Argentina dan Pandemi
Copa America yang digelar tahun 2021 kali ini sepertinya merupakan sebuah pagelaran besar yang terasa hambar. Dilangsungkan pada momen pandemi yang masih tinggi sehingga hampir setiap pertandingan dilangsungkan tanpa kehadiran suporter kedalam stadion.
Disamping itu, periode kompetisi yang bersamaan dengan kalender UEFA menyelenggarakan EURO 2020 seperti membuat Copa America kali ini kalah pamor dan gengsi. Karena hampir semua mata pecinta bola tertuju ke benua biru dan memandang sebelah mata komeptisi lain di kawasan Amerika Latin.

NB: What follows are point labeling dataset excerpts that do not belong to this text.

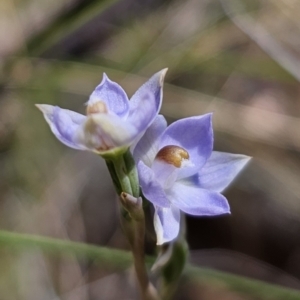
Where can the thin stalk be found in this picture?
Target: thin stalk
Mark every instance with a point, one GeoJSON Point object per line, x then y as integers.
{"type": "Point", "coordinates": [124, 174]}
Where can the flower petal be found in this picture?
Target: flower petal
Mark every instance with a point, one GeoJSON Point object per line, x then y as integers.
{"type": "Point", "coordinates": [112, 95]}
{"type": "Point", "coordinates": [194, 200]}
{"type": "Point", "coordinates": [151, 188]}
{"type": "Point", "coordinates": [153, 87]}
{"type": "Point", "coordinates": [147, 147]}
{"type": "Point", "coordinates": [195, 135]}
{"type": "Point", "coordinates": [166, 224]}
{"type": "Point", "coordinates": [64, 124]}
{"type": "Point", "coordinates": [103, 132]}
{"type": "Point", "coordinates": [220, 170]}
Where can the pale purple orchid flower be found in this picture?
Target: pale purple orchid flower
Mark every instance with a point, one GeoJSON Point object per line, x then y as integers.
{"type": "Point", "coordinates": [179, 171]}
{"type": "Point", "coordinates": [113, 123]}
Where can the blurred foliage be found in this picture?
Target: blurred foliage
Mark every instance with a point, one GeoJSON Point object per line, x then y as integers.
{"type": "Point", "coordinates": [237, 58]}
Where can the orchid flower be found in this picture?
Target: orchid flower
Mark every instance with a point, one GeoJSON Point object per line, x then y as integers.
{"type": "Point", "coordinates": [112, 123]}
{"type": "Point", "coordinates": [179, 171]}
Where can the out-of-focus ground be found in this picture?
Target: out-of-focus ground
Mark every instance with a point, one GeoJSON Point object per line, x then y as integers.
{"type": "Point", "coordinates": [238, 59]}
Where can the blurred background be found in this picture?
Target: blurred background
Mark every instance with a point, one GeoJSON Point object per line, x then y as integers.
{"type": "Point", "coordinates": [238, 59]}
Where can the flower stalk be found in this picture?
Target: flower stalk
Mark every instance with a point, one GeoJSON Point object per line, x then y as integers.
{"type": "Point", "coordinates": [124, 175]}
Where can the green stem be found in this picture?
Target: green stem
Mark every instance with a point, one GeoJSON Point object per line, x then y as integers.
{"type": "Point", "coordinates": [120, 260]}
{"type": "Point", "coordinates": [124, 175]}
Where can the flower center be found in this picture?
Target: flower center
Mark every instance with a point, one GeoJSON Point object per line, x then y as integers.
{"type": "Point", "coordinates": [97, 108]}
{"type": "Point", "coordinates": [173, 155]}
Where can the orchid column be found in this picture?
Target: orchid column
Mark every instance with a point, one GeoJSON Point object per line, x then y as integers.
{"type": "Point", "coordinates": [112, 124]}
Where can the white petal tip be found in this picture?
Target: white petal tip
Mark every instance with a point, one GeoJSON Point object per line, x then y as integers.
{"type": "Point", "coordinates": [162, 75]}
{"type": "Point", "coordinates": [44, 108]}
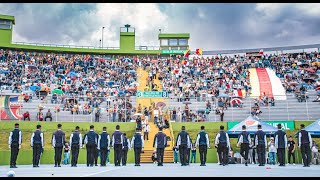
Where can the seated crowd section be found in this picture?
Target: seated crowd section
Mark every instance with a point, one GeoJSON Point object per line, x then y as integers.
{"type": "Point", "coordinates": [103, 87]}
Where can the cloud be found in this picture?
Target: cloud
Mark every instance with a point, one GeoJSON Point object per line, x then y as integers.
{"type": "Point", "coordinates": [211, 26]}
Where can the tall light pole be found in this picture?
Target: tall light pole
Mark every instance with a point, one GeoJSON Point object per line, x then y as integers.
{"type": "Point", "coordinates": [102, 37]}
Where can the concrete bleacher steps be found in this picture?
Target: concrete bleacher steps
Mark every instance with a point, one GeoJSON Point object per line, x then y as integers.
{"type": "Point", "coordinates": [146, 156]}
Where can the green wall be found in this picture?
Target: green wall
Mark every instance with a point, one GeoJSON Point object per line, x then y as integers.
{"type": "Point", "coordinates": [5, 36]}
{"type": "Point", "coordinates": [127, 41]}
{"type": "Point", "coordinates": [80, 50]}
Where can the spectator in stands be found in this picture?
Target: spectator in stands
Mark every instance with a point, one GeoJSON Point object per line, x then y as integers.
{"type": "Point", "coordinates": [48, 115]}
{"type": "Point", "coordinates": [154, 156]}
{"type": "Point", "coordinates": [291, 150]}
{"type": "Point", "coordinates": [315, 153]}
{"type": "Point", "coordinates": [40, 115]}
{"type": "Point", "coordinates": [26, 97]}
{"type": "Point", "coordinates": [26, 115]}
{"type": "Point", "coordinates": [272, 151]}
{"type": "Point", "coordinates": [54, 99]}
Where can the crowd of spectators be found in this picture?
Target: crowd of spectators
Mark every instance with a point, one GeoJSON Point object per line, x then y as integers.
{"type": "Point", "coordinates": [80, 83]}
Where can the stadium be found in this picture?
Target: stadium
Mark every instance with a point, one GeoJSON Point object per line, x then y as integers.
{"type": "Point", "coordinates": [168, 86]}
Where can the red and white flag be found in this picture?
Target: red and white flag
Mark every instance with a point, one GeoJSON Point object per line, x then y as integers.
{"type": "Point", "coordinates": [261, 51]}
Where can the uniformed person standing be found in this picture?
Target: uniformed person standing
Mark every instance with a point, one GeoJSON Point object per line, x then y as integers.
{"type": "Point", "coordinates": [223, 144]}
{"type": "Point", "coordinates": [37, 144]}
{"type": "Point", "coordinates": [244, 141]}
{"type": "Point", "coordinates": [103, 146]}
{"type": "Point", "coordinates": [160, 143]}
{"type": "Point", "coordinates": [117, 144]}
{"type": "Point", "coordinates": [280, 142]}
{"type": "Point", "coordinates": [91, 141]}
{"type": "Point", "coordinates": [203, 143]}
{"type": "Point", "coordinates": [58, 141]}
{"type": "Point", "coordinates": [76, 143]}
{"type": "Point", "coordinates": [14, 144]}
{"type": "Point", "coordinates": [189, 150]}
{"type": "Point", "coordinates": [260, 141]}
{"type": "Point", "coordinates": [305, 144]}
{"type": "Point", "coordinates": [137, 143]}
{"type": "Point", "coordinates": [183, 142]}
{"type": "Point", "coordinates": [124, 152]}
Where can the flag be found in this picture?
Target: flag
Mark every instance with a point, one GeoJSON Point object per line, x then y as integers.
{"type": "Point", "coordinates": [261, 51]}
{"type": "Point", "coordinates": [186, 53]}
{"type": "Point", "coordinates": [199, 51]}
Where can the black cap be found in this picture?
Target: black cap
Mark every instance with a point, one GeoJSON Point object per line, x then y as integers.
{"type": "Point", "coordinates": [279, 126]}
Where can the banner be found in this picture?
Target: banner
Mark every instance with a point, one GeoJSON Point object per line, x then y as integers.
{"type": "Point", "coordinates": [286, 125]}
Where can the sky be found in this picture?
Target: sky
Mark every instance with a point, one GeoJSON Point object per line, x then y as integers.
{"type": "Point", "coordinates": [212, 26]}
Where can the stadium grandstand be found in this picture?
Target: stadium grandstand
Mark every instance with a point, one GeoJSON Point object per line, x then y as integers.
{"type": "Point", "coordinates": [169, 82]}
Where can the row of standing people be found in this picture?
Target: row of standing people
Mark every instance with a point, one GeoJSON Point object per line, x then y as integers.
{"type": "Point", "coordinates": [222, 143]}
{"type": "Point", "coordinates": [102, 142]}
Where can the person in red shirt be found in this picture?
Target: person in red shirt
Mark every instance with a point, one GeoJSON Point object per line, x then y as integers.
{"type": "Point", "coordinates": [26, 115]}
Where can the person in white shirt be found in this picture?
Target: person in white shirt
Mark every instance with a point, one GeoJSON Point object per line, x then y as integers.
{"type": "Point", "coordinates": [146, 132]}
{"type": "Point", "coordinates": [223, 145]}
{"type": "Point", "coordinates": [272, 151]}
{"type": "Point", "coordinates": [156, 116]}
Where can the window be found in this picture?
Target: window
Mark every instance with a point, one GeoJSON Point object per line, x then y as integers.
{"type": "Point", "coordinates": [182, 42]}
{"type": "Point", "coordinates": [173, 42]}
{"type": "Point", "coordinates": [164, 42]}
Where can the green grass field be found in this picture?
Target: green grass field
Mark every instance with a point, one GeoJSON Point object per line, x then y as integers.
{"type": "Point", "coordinates": [25, 154]}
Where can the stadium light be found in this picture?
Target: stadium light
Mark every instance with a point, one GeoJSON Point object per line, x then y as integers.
{"type": "Point", "coordinates": [127, 26]}
{"type": "Point", "coordinates": [102, 38]}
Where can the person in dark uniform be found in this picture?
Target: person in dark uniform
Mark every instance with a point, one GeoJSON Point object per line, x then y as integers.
{"type": "Point", "coordinates": [58, 141]}
{"type": "Point", "coordinates": [124, 152]}
{"type": "Point", "coordinates": [291, 148]}
{"type": "Point", "coordinates": [260, 141]}
{"type": "Point", "coordinates": [91, 141]}
{"type": "Point", "coordinates": [117, 144]}
{"type": "Point", "coordinates": [203, 143]}
{"type": "Point", "coordinates": [244, 141]}
{"type": "Point", "coordinates": [103, 146]}
{"type": "Point", "coordinates": [223, 145]}
{"type": "Point", "coordinates": [37, 144]}
{"type": "Point", "coordinates": [160, 143]}
{"type": "Point", "coordinates": [137, 143]}
{"type": "Point", "coordinates": [76, 143]}
{"type": "Point", "coordinates": [183, 142]}
{"type": "Point", "coordinates": [189, 151]}
{"type": "Point", "coordinates": [14, 144]}
{"type": "Point", "coordinates": [280, 142]}
{"type": "Point", "coordinates": [305, 144]}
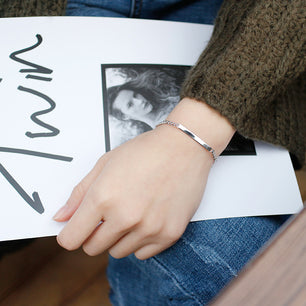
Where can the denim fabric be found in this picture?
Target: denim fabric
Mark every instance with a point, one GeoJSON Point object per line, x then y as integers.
{"type": "Point", "coordinates": [196, 268]}
{"type": "Point", "coordinates": [197, 11]}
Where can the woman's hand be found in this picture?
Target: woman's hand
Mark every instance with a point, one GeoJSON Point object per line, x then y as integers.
{"type": "Point", "coordinates": [145, 192]}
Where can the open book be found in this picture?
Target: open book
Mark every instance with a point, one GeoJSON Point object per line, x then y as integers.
{"type": "Point", "coordinates": [59, 82]}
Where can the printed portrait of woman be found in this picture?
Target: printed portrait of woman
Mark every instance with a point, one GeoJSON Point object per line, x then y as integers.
{"type": "Point", "coordinates": [139, 97]}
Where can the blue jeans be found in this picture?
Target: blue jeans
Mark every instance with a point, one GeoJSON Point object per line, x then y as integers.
{"type": "Point", "coordinates": [210, 253]}
{"type": "Point", "coordinates": [198, 11]}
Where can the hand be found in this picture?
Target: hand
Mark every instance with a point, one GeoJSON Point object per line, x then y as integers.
{"type": "Point", "coordinates": [145, 191]}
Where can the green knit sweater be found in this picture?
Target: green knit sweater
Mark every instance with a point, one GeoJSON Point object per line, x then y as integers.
{"type": "Point", "coordinates": [252, 71]}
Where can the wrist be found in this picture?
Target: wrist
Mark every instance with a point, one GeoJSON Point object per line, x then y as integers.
{"type": "Point", "coordinates": [204, 121]}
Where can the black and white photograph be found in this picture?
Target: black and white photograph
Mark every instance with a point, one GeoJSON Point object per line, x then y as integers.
{"type": "Point", "coordinates": [139, 96]}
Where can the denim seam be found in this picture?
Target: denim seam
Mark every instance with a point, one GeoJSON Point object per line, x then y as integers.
{"type": "Point", "coordinates": [220, 259]}
{"type": "Point", "coordinates": [178, 283]}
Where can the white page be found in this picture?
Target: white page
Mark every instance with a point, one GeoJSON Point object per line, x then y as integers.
{"type": "Point", "coordinates": [74, 49]}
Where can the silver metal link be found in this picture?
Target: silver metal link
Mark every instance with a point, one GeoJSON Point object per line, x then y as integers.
{"type": "Point", "coordinates": [192, 135]}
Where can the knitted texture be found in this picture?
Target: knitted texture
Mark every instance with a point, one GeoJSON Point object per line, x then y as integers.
{"type": "Point", "coordinates": [23, 8]}
{"type": "Point", "coordinates": [252, 71]}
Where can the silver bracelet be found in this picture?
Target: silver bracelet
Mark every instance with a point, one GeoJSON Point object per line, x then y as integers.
{"type": "Point", "coordinates": [192, 135]}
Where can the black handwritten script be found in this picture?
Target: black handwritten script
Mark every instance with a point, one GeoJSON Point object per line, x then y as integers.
{"type": "Point", "coordinates": [36, 73]}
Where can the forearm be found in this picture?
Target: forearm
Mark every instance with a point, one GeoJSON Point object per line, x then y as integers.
{"type": "Point", "coordinates": [205, 122]}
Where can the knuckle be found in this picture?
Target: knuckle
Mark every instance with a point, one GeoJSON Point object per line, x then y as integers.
{"type": "Point", "coordinates": [66, 243]}
{"type": "Point", "coordinates": [129, 221]}
{"type": "Point", "coordinates": [151, 229]}
{"type": "Point", "coordinates": [89, 251]}
{"type": "Point", "coordinates": [171, 234]}
{"type": "Point", "coordinates": [78, 191]}
{"type": "Point", "coordinates": [116, 254]}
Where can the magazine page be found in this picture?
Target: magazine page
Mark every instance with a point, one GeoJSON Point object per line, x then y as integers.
{"type": "Point", "coordinates": [59, 80]}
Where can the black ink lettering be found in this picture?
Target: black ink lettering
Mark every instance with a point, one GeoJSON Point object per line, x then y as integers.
{"type": "Point", "coordinates": [54, 131]}
{"type": "Point", "coordinates": [31, 76]}
{"type": "Point", "coordinates": [35, 203]}
{"type": "Point", "coordinates": [35, 153]}
{"type": "Point", "coordinates": [37, 68]}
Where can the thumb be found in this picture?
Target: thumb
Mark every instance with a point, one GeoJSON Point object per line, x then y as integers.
{"type": "Point", "coordinates": [80, 190]}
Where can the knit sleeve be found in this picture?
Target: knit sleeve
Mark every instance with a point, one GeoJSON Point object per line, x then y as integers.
{"type": "Point", "coordinates": [18, 8]}
{"type": "Point", "coordinates": [252, 71]}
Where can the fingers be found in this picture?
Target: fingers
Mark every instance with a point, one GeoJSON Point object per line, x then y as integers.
{"type": "Point", "coordinates": [79, 191]}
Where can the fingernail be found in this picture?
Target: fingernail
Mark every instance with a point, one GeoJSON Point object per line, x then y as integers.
{"type": "Point", "coordinates": [60, 214]}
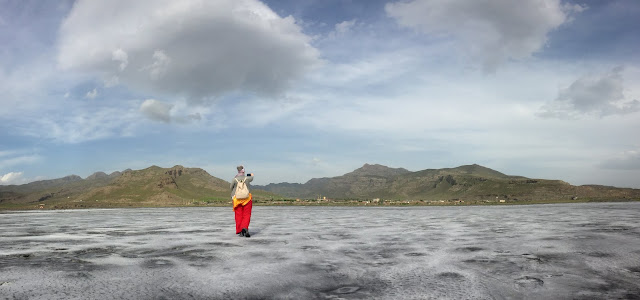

Namun hal itu sepertinya tidak menjadi soal. Terlebih bagi Lionel Messi cs yang telah berhasil bangkit dari rasa sakit hati tumbang di tiga final kompetisi major sebelumnya. Brasil yang sebelumnya menjadi mimpi buruk Argentina saat takluk dari Jerman di final Piala Dunia 2014 yang lalu kini seperti berbalik sikap. Brasil sepertinya menjadi begitu bersahabat bagi Argentina, terlebih kepada Lionel Messi.
Seorang Jurnalis Bola asal Brasil, Fabiola Andrade, bahkan sampai membuat sebuah cuitan kotroversial perihal dukungannya kepada kapten Argentina meskipun yang harus dihadapi pada partai final tersebut adalah negaranya sendiri, Brasil. Ia mengatakan, "Sebelum melempari saya dengan batu di alun-alun, izinkan saya menjelaskan: Saya suka Brasil, sepakbola Brasil. Saya punya beberapa teman Argentina. Tapi saya tidak akan mendukung Argentina di final Copa America karena mereka, tidak. Saya bersorak karena Saya suka sepakbola dan @leomessi. Orang ini perlu memenangkan gelar dengan kostum negaranya! Demi keadilan!" cuit Andrade melalui laman instragram pribadinya.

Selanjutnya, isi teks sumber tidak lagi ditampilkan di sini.